I was able to use the following equation to find derivatives of matrix function:
$f(X+h) = f(X) + Ah + o(|h|) \quad \cdots (1)$
where $h$ is small displacement and $A$ is the jacobian matrix. I found couple more equations that find derivatives of matrix function:
$D_Yf(X) = \lim_{t->0} \frac{f(X+tY) - f(X)}{t} \quad \cdots (2)$
$D_Yf(X) = \lim_{t->0} \frac{f(X+tY) - f(X)}{t} = tr(Y^TU) \quad \cdots (3)$
It seems like the first equation and second equation are identical with (2) being more precise in terms of the definition of a derivative( Equation (2) also shows why $|h|^2$ is ignored). Furthermore, both (1) and (2) apply to functions $\mathbb{R}^n$->$\mathbb{R}^m$. Equation (3) seems to be special case of (2). Equation (3) was used like the following:
$f(X) = tr(AX)$ $D_Yf(X) = \lim_{t->0} \frac{f(X+tY)-f(X)}{t} \\ = \lim_{t->0} \frac{tr(A(X+tY) - tr(AX)}{t} \\ = \lim_{t->0} \frac{tr(AX+AtY] - tr(AX)}{t} \\ = \lim_{t->0} \frac{tr(tAY)}{t} \\ = \lim_{t->0} tr(AY)\\ = tr(AY) \\ = tr([AY]^T) \\ = tr(Y^TA^T)$
$U=A^T$, therefore $D_Yf(X) = A^T$.
Couple questions regarding those three equations:
Is $h$ in eq. (1) same as $tY$ in equation (2)?(something seems a bit missing in equation(1) to me...)

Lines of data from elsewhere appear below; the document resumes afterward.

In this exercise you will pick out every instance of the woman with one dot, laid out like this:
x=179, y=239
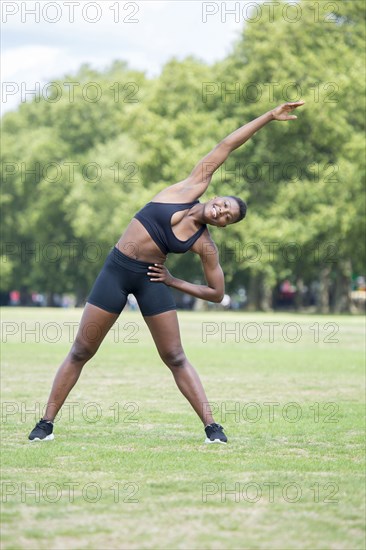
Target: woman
x=174, y=221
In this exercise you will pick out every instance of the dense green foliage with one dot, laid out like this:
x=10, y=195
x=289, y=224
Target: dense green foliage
x=102, y=150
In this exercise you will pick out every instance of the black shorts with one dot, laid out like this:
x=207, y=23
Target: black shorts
x=121, y=276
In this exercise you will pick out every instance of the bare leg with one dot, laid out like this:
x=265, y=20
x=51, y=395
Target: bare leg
x=94, y=325
x=164, y=329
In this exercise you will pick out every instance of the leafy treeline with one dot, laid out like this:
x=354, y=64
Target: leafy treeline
x=79, y=160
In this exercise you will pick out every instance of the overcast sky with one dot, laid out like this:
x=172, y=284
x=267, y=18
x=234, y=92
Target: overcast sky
x=42, y=41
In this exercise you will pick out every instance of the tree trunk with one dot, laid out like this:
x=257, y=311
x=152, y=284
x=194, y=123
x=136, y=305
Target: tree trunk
x=259, y=293
x=299, y=296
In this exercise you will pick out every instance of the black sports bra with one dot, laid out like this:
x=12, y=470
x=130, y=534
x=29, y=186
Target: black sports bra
x=156, y=218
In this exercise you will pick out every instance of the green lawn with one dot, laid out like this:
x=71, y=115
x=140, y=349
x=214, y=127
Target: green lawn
x=128, y=467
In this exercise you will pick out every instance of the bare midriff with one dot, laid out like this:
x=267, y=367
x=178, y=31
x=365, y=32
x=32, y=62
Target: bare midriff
x=137, y=244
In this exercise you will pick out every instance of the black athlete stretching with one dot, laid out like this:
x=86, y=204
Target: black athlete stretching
x=174, y=221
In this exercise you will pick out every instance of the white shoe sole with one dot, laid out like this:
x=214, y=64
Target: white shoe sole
x=47, y=438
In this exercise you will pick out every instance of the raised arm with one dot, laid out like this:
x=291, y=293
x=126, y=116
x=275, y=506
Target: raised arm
x=202, y=173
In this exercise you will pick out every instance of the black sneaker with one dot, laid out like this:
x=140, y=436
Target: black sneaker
x=42, y=431
x=215, y=434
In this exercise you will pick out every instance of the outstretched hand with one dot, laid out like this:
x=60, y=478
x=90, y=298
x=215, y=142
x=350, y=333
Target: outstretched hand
x=282, y=112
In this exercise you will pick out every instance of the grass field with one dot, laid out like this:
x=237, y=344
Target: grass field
x=128, y=467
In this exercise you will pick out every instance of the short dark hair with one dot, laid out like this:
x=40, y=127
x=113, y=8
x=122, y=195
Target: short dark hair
x=242, y=208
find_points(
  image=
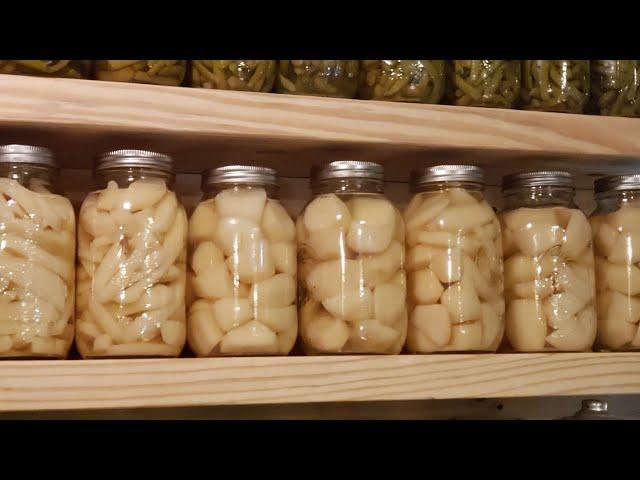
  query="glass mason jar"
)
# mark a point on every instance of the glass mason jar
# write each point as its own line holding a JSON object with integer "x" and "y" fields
{"x": 402, "y": 80}
{"x": 325, "y": 78}
{"x": 616, "y": 233}
{"x": 47, "y": 68}
{"x": 242, "y": 258}
{"x": 555, "y": 85}
{"x": 351, "y": 263}
{"x": 132, "y": 252}
{"x": 483, "y": 83}
{"x": 246, "y": 75}
{"x": 548, "y": 265}
{"x": 156, "y": 72}
{"x": 37, "y": 256}
{"x": 616, "y": 87}
{"x": 454, "y": 263}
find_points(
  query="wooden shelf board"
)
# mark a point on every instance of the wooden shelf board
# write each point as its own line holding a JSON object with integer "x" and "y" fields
{"x": 106, "y": 384}
{"x": 201, "y": 128}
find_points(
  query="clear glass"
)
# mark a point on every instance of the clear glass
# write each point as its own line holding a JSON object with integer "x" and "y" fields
{"x": 454, "y": 265}
{"x": 131, "y": 270}
{"x": 37, "y": 264}
{"x": 616, "y": 87}
{"x": 47, "y": 68}
{"x": 242, "y": 274}
{"x": 246, "y": 75}
{"x": 555, "y": 85}
{"x": 548, "y": 271}
{"x": 156, "y": 72}
{"x": 402, "y": 80}
{"x": 616, "y": 233}
{"x": 483, "y": 83}
{"x": 326, "y": 78}
{"x": 351, "y": 265}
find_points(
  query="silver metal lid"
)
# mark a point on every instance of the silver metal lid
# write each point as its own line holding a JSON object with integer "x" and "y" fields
{"x": 595, "y": 405}
{"x": 249, "y": 174}
{"x": 348, "y": 169}
{"x": 447, "y": 173}
{"x": 537, "y": 179}
{"x": 28, "y": 154}
{"x": 134, "y": 159}
{"x": 617, "y": 183}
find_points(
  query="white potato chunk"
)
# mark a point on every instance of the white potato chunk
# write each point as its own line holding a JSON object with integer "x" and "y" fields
{"x": 577, "y": 236}
{"x": 250, "y": 338}
{"x": 232, "y": 312}
{"x": 526, "y": 327}
{"x": 284, "y": 257}
{"x": 328, "y": 279}
{"x": 232, "y": 234}
{"x": 389, "y": 302}
{"x": 277, "y": 291}
{"x": 434, "y": 322}
{"x": 215, "y": 282}
{"x": 372, "y": 225}
{"x": 425, "y": 287}
{"x": 351, "y": 305}
{"x": 276, "y": 223}
{"x": 278, "y": 319}
{"x": 326, "y": 211}
{"x": 204, "y": 256}
{"x": 241, "y": 203}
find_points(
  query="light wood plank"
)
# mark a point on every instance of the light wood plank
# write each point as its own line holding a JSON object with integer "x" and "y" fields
{"x": 54, "y": 385}
{"x": 202, "y": 128}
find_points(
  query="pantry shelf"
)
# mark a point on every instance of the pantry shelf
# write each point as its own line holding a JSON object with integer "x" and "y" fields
{"x": 117, "y": 384}
{"x": 200, "y": 128}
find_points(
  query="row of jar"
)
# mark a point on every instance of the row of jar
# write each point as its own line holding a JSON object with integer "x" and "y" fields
{"x": 351, "y": 275}
{"x": 548, "y": 85}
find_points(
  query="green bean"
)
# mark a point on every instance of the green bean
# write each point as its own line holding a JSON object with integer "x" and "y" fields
{"x": 47, "y": 68}
{"x": 156, "y": 72}
{"x": 616, "y": 87}
{"x": 402, "y": 80}
{"x": 246, "y": 75}
{"x": 327, "y": 78}
{"x": 483, "y": 83}
{"x": 555, "y": 85}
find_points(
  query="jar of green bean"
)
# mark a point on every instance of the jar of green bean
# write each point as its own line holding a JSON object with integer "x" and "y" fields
{"x": 156, "y": 72}
{"x": 616, "y": 87}
{"x": 483, "y": 83}
{"x": 47, "y": 68}
{"x": 555, "y": 85}
{"x": 246, "y": 75}
{"x": 419, "y": 81}
{"x": 326, "y": 78}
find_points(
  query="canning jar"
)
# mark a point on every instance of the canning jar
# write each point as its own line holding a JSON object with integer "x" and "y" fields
{"x": 242, "y": 259}
{"x": 454, "y": 263}
{"x": 616, "y": 87}
{"x": 548, "y": 265}
{"x": 47, "y": 68}
{"x": 402, "y": 80}
{"x": 132, "y": 252}
{"x": 616, "y": 233}
{"x": 326, "y": 78}
{"x": 483, "y": 83}
{"x": 157, "y": 72}
{"x": 37, "y": 256}
{"x": 351, "y": 263}
{"x": 555, "y": 85}
{"x": 247, "y": 75}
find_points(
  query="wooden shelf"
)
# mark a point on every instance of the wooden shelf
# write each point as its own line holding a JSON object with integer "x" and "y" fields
{"x": 106, "y": 384}
{"x": 80, "y": 118}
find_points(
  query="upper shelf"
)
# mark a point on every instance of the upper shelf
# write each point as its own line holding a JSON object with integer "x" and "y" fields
{"x": 104, "y": 384}
{"x": 80, "y": 118}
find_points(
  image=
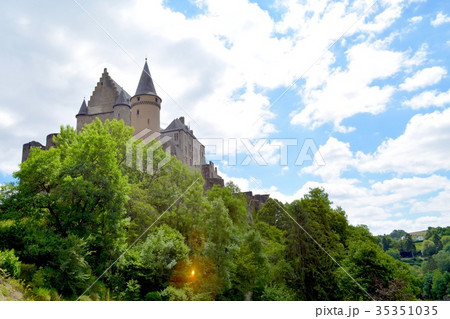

I don't quite understand what $tr(Y^TU)$ meansin equation (3). $Y$ seems to be a directional matrix and $U$ seems to be the jacobian but what exactly does that expression mean? And how does formatting into $tr(Y^TU)$ form give us the derivative?
EDIT: they(where i found equation (3)) used column vector for the gradient. (http://www.tc.umn.edu/~nydic001/docs/unpubs/Schonemann_Trace_Derivatives_Presentation.pdf)